The Mississippi Division of Sons of Confederate Veterans posted Bryant’s proclamation on its website during the weekend.

Bryant spokesman Knox Graham confirmed to The Associated Press on Monday that the document was signed and issued by the second-term governor on Friday — the same day Bryant was on the Gulf Coast for a state bicentennial celebration that drew a crowd of thousands.

“As I’ve said in the past, I believe Mississippi’s history deserves study and reflection, no matter how unpleasant or complicated the matter may be,” Bryant said in a statement Monday. “Like other governors before me who issued similar proclamations for over the last two decades, I also believe gaining insight from our mistakes and successes will help us move forward.”

Bryant proclaimed last October to be Racial Reconciliation Month, at the request of Mission Mississippi, a Christian group that has been working since 1993 to break down barriers in a state with a troubled history of race relations. The state’s population is about 60 percent white and 38 percent black.

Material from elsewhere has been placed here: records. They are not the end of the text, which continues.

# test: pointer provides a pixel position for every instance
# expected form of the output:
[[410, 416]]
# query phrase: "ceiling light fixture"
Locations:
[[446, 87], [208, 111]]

In Georgia last week, a white lawmaker drew criticism from the Legislative Black Caucus after he filed a resolution that proposed recognizing April as Confederate History Month. The resolution died when the Georgia legislative session ended.

Without naming the Civil War, Bryant’s resolution notes that the “Confederate states began and ended a four-year struggle” in April.

Mississippi has the last state flag in the nation that prominently features the Confederate battle emblem. The state has had the same flag since 1894, and voters chose to keep it in 2001. Bryant has said if the flag design is to be reconsidered, it should be done by another statewide election.